Several years ago, BET.com, a web annex of the popular television network, invited web readers to celebrate Father’s Day by sending in their greetings for dear old dad. Let’s just say that the results weren’t exactly Hallmark-ready. Instead of a love-in, the startled organizers found themselves in the midst of a “venting session.” “That bastard!,” “I hate you!” were the sort of comments men and women wrote in honor of their paternal units.

Really, the people at BET shouldn’t have been surprised. The breakdown of marriage—specifically, the dramatic rise in divorce and nonmarital births—over the past 40 years has not been very kind to fatherhood.
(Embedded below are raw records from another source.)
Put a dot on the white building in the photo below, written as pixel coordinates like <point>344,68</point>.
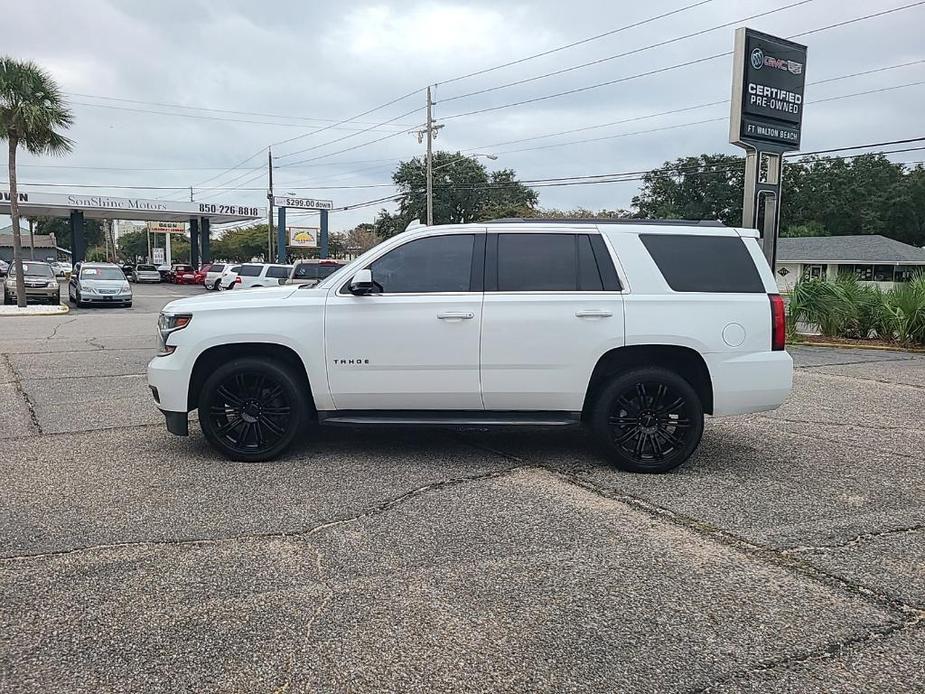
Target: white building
<point>869,257</point>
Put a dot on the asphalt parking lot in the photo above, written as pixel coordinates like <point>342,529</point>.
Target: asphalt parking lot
<point>788,556</point>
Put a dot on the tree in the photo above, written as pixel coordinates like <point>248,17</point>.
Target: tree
<point>31,112</point>
<point>361,238</point>
<point>241,244</point>
<point>706,187</point>
<point>463,191</point>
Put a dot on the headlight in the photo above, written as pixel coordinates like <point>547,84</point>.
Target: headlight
<point>169,323</point>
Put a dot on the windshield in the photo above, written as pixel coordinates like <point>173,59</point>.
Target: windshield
<point>101,273</point>
<point>33,270</point>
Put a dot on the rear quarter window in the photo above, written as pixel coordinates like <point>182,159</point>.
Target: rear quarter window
<point>697,263</point>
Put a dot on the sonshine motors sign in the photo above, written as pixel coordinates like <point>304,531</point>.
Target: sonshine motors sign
<point>769,76</point>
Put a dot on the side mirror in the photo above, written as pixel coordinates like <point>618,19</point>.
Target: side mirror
<point>362,282</point>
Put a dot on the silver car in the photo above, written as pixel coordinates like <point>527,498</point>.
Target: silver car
<point>99,283</point>
<point>145,273</point>
<point>39,280</point>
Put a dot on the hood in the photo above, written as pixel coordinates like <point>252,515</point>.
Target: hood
<point>235,299</point>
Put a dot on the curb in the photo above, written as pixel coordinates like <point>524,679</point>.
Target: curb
<point>67,309</point>
<point>841,345</point>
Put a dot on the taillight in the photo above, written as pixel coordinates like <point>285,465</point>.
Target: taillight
<point>778,323</point>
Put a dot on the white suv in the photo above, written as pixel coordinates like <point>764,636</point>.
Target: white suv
<point>255,275</point>
<point>632,329</point>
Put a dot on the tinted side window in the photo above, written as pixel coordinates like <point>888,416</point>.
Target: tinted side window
<point>435,264</point>
<point>551,262</point>
<point>278,271</point>
<point>537,262</point>
<point>694,263</point>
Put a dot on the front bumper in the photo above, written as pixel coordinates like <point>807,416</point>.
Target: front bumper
<point>105,298</point>
<point>47,293</point>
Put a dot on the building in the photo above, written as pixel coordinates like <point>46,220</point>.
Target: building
<point>45,245</point>
<point>869,257</point>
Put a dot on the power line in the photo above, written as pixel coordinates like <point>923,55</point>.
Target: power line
<point>576,43</point>
<point>212,110</point>
<point>683,109</point>
<point>668,68</point>
<point>198,116</point>
<point>347,137</point>
<point>642,49</point>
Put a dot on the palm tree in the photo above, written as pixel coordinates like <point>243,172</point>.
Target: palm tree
<point>31,110</point>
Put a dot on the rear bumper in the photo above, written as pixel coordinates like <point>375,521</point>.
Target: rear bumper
<point>177,422</point>
<point>749,383</point>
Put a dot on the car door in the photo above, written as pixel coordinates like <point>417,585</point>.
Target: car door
<point>552,307</point>
<point>414,343</point>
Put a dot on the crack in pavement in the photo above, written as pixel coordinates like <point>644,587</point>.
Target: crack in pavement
<point>865,361</point>
<point>30,406</point>
<point>878,427</point>
<point>853,542</point>
<point>827,652</point>
<point>374,510</point>
<point>58,327</point>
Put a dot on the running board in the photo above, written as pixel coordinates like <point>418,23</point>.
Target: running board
<point>466,418</point>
Fifty percent of American children—a disproportionate number of them low income and/or black—will spend time without their fathers in the house, and despite the expectations of many experts who had assumed otherwise, out-of-house fathers tend to disappoint. And yes, a lot of kids get mad about that.

At the most basic level, fathers who’re divorced from their children’s mother, or who never married them in the first place, simply aren’t around much. According to most surveys, though about one-third of nonresident fathers visit with their kids on a weekly basis, a majority of them see them once a month, or less. And as the years go by, they tend to fade from the family picture even more. The Fragile Families study, which has followed close to 5,000 low-income couples with new children, has made the eye-opening discovery that 80 percent of unmarried fathers are either cohabiting or romantically involved with their child’s mother at birth. But the good news stops there. By the time the child is five, most couples have broken up and father involvement has steadily declined. In fact, 40 percent of dads have little or no contact with their children.
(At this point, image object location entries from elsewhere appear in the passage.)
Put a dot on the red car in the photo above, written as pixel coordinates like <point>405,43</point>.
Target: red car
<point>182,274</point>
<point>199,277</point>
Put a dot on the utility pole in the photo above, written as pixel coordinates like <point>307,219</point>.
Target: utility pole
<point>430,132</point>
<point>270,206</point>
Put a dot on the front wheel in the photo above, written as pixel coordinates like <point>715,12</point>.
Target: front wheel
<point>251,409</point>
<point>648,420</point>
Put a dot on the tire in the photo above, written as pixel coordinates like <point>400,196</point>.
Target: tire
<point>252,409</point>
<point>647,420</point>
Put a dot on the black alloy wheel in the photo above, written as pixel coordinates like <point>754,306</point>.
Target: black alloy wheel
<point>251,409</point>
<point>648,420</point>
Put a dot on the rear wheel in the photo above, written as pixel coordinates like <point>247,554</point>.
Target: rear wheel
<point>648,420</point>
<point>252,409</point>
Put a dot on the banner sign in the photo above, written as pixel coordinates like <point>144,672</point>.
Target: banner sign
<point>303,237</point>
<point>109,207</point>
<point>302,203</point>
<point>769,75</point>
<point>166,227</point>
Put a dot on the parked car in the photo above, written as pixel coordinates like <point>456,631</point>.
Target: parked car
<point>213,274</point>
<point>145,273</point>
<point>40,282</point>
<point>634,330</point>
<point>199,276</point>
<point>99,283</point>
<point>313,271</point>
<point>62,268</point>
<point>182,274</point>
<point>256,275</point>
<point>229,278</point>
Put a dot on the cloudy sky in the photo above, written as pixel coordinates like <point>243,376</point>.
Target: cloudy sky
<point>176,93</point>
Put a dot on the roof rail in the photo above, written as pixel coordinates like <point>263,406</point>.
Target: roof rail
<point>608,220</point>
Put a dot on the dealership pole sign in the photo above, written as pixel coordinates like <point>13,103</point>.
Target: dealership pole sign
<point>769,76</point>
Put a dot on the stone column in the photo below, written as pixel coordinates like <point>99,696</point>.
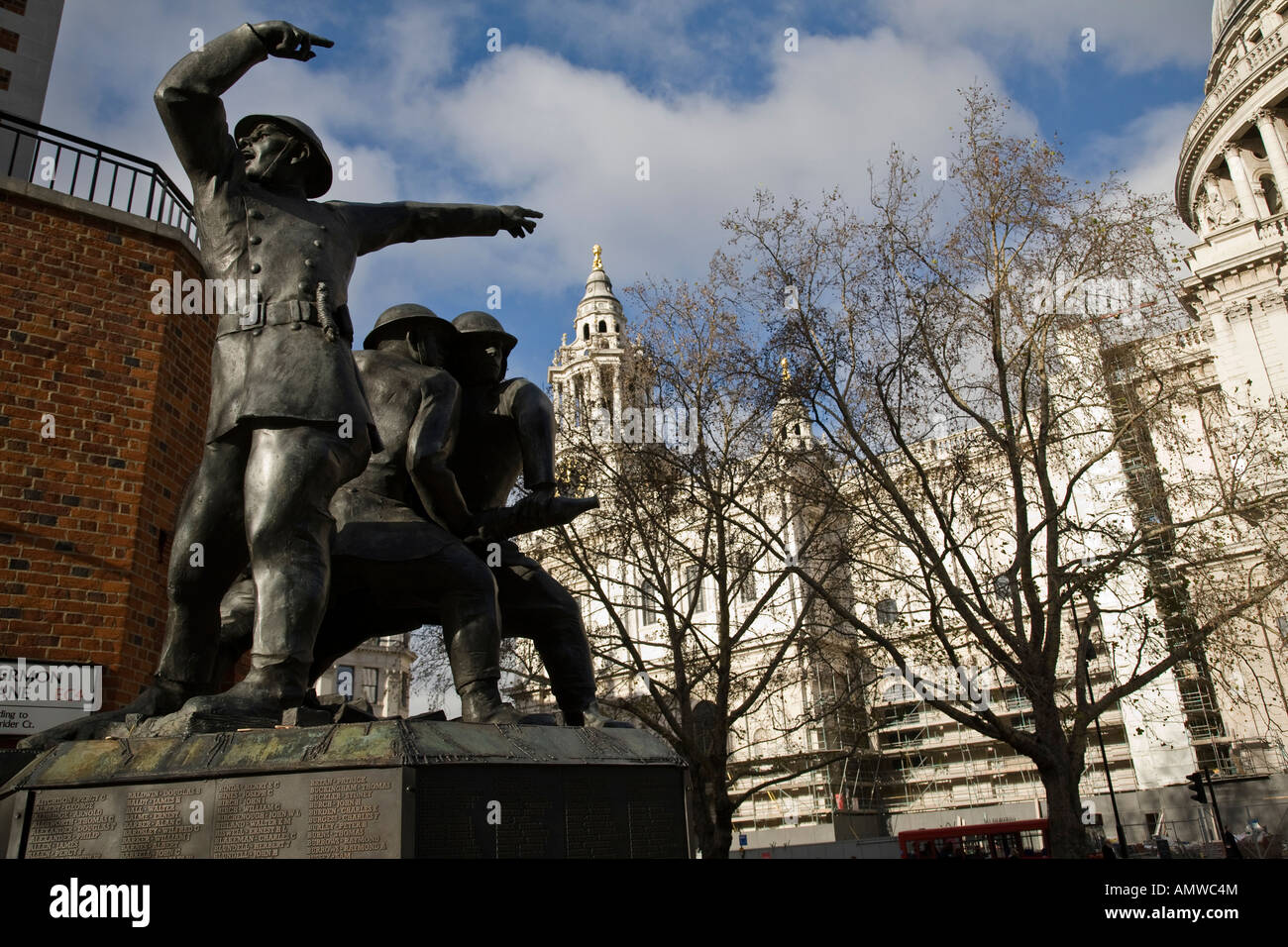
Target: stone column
<point>1239,175</point>
<point>1269,129</point>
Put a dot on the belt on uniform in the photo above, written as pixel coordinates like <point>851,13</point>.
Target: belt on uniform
<point>286,312</point>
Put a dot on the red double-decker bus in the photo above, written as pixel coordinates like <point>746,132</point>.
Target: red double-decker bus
<point>1024,839</point>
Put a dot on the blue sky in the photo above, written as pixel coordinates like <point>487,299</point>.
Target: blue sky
<point>581,89</point>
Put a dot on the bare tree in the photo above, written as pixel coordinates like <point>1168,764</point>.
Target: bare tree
<point>1012,414</point>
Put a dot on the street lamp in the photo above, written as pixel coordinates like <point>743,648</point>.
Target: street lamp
<point>1090,654</point>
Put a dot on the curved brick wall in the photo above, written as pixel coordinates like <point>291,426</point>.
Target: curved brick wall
<point>85,515</point>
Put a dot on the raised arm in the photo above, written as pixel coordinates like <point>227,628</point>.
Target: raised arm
<point>402,222</point>
<point>188,95</point>
<point>535,418</point>
<point>429,442</point>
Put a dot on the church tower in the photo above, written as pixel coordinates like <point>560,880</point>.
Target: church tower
<point>585,377</point>
<point>1231,191</point>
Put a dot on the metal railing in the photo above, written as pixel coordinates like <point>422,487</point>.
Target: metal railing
<point>91,171</point>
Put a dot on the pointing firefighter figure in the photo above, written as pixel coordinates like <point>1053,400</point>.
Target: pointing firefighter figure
<point>288,420</point>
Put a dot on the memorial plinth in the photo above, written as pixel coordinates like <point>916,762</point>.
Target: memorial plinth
<point>390,789</point>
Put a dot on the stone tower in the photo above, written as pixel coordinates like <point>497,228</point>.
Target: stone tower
<point>585,377</point>
<point>1231,191</point>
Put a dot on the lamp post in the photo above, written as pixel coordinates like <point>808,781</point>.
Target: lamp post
<point>1089,655</point>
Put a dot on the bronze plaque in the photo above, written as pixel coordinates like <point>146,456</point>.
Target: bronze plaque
<point>352,813</point>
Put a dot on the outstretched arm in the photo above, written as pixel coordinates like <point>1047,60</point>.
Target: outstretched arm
<point>188,95</point>
<point>535,418</point>
<point>400,222</point>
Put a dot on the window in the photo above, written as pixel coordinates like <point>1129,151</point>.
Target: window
<point>648,603</point>
<point>694,585</point>
<point>1273,201</point>
<point>1003,586</point>
<point>748,578</point>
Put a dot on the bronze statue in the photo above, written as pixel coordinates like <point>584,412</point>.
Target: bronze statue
<point>397,564</point>
<point>288,420</point>
<point>506,429</point>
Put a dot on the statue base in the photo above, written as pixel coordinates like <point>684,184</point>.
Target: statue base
<point>390,789</point>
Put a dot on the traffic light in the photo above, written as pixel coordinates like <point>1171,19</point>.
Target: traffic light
<point>1197,792</point>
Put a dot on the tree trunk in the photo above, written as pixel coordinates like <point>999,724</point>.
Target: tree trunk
<point>712,817</point>
<point>1064,812</point>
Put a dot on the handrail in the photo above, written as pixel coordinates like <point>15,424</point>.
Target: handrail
<point>48,158</point>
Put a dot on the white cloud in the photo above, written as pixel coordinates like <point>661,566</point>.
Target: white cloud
<point>1131,35</point>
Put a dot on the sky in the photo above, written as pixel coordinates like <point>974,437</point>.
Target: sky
<point>709,93</point>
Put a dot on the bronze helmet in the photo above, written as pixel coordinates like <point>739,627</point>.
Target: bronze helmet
<point>402,316</point>
<point>317,171</point>
<point>481,324</point>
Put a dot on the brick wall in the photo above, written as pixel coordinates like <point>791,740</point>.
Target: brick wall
<point>85,514</point>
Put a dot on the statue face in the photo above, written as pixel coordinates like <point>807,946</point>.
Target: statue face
<point>271,155</point>
<point>424,344</point>
<point>482,363</point>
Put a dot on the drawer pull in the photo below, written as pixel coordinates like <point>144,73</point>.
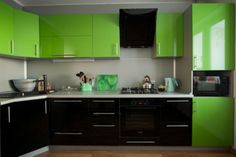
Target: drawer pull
<point>67,101</point>
<point>101,113</point>
<point>68,133</point>
<point>140,142</point>
<point>105,101</point>
<point>45,107</point>
<point>104,126</point>
<point>177,126</point>
<point>9,114</point>
<point>177,101</point>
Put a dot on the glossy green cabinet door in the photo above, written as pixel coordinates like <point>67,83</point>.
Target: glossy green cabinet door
<point>66,25</point>
<point>64,36</point>
<point>64,47</point>
<point>26,34</point>
<point>6,28</point>
<point>106,37</point>
<point>213,29</point>
<point>169,35</point>
<point>213,122</point>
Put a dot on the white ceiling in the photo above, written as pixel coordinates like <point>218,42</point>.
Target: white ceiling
<point>99,6</point>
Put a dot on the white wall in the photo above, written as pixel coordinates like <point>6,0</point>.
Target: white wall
<point>10,69</point>
<point>132,66</point>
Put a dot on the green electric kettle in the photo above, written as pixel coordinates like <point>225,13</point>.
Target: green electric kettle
<point>170,84</point>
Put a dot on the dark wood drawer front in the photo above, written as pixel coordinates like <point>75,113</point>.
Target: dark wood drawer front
<point>104,119</point>
<point>69,139</point>
<point>139,141</point>
<point>104,130</point>
<point>176,135</point>
<point>103,106</point>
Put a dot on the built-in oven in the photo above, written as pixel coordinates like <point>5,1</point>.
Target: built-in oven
<point>176,122</point>
<point>139,121</point>
<point>210,84</point>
One of the explanations for this disappearing father act is what social scientists refer to as “multiple partner fertility.” In many cases, either a man already has children by another woman, or will go on to do so, which for logistical and financial reasons limits his ability to be the sort of father his kids will celebrate the third Sunday of every June. In the Fragile Families study, 42 percent of unmarried fathers already had at least one other child by at least one other woman. Divorced fathers, too, often go on to start another family and lose interest in their older kids. Little wonder that the U.S. now has a child-support system whose client base (about 17 million) and payment arrears rival the population and GDP of a small Third World country.
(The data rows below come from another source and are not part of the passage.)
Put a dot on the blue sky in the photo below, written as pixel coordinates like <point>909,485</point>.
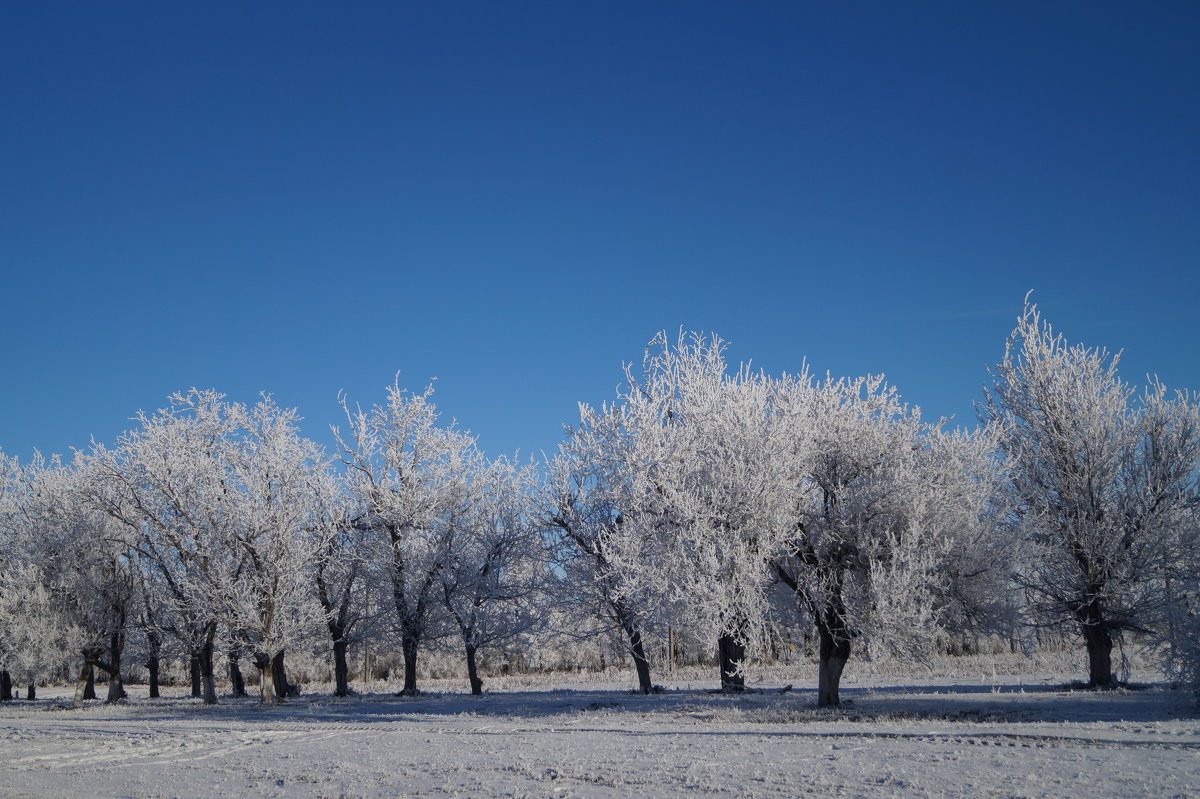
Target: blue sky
<point>515,197</point>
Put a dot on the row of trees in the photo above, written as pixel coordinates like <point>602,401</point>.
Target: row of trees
<point>718,500</point>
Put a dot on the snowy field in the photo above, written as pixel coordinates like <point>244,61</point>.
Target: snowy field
<point>961,734</point>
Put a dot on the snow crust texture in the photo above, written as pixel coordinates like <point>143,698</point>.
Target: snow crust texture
<point>943,738</point>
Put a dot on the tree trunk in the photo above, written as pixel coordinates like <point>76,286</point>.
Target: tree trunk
<point>82,686</point>
<point>1099,655</point>
<point>193,667</point>
<point>115,684</point>
<point>834,654</point>
<point>341,668</point>
<point>641,662</point>
<point>207,677</point>
<point>282,688</point>
<point>731,652</point>
<point>153,661</point>
<point>237,684</point>
<point>267,692</point>
<point>153,666</point>
<point>477,685</point>
<point>408,646</point>
<point>636,647</point>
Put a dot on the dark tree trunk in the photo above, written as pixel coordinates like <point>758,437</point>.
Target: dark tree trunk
<point>834,654</point>
<point>408,646</point>
<point>636,647</point>
<point>193,667</point>
<point>208,679</point>
<point>89,689</point>
<point>641,662</point>
<point>268,694</point>
<point>85,684</point>
<point>1099,655</point>
<point>731,652</point>
<point>115,684</point>
<point>341,668</point>
<point>237,684</point>
<point>153,661</point>
<point>477,685</point>
<point>153,666</point>
<point>283,689</point>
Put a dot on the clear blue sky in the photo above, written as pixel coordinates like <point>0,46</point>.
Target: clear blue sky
<point>514,197</point>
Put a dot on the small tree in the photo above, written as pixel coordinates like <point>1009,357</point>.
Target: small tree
<point>409,482</point>
<point>493,574</point>
<point>1098,476</point>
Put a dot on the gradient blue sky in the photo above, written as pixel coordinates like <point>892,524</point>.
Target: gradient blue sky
<point>515,197</point>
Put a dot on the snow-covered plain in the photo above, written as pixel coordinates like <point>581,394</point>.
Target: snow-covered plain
<point>960,734</point>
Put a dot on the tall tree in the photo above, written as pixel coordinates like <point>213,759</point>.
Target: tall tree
<point>223,505</point>
<point>411,482</point>
<point>493,572</point>
<point>1097,476</point>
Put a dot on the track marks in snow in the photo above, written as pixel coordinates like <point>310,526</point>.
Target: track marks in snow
<point>124,748</point>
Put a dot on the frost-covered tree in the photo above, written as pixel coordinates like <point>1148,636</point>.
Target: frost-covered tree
<point>75,586</point>
<point>594,532</point>
<point>709,480</point>
<point>411,485</point>
<point>856,540</point>
<point>1101,478</point>
<point>225,505</point>
<point>341,576</point>
<point>493,572</point>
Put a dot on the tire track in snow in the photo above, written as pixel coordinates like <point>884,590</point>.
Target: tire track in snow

Still, it would be wrong simply to blame the absent father problem on men. Family courts overflow these days with cases of fathers trying to stop ex-wives and girlfriends from moving out of state with their children, whether because they have promising jobs or new men waiting for them, or just because they want to. In many states, mothers will win those cases, and fathers will suddenly be living hundreds or even thousands of miles away from their kids. Some mothers block fathers’ access to their children simply out of bitterness or suspicion. The courts are now dealing with an increasing numbers of charges of “parental alienation,” that is, the attempt by one parent—either mother or father—to turn a child’s affection from the other parent by reciting their darkest flaws, imagined, exaggerated, or real.

Not that divorced or nonmarried fathers who remain close to their kids have found the recipe for a happy Father’s Day. When researchers compare the children whose nonresident fathers visit regularly and provide adequate financial support to those whose fathers are MIA, they find modest benefits at best. In a paper presented last March at the meeting of the Population Association of America, Mindy Scott showed that while the young adult children of divorce with committed dads had higher self-esteem than those without, they were still significantly more likely to have had difficult adolescence—abusing drugs, engaging in problem drinking and committing crimes—than kids living with their married fathers and, of course, mothers.

About four decades ago, when Americans began to imagine that they could separate marriage and childbearing, they didn’t think too hard about how men could be fathers without being husbands. As a result, this Sunday, many families won’t have much to celebrate.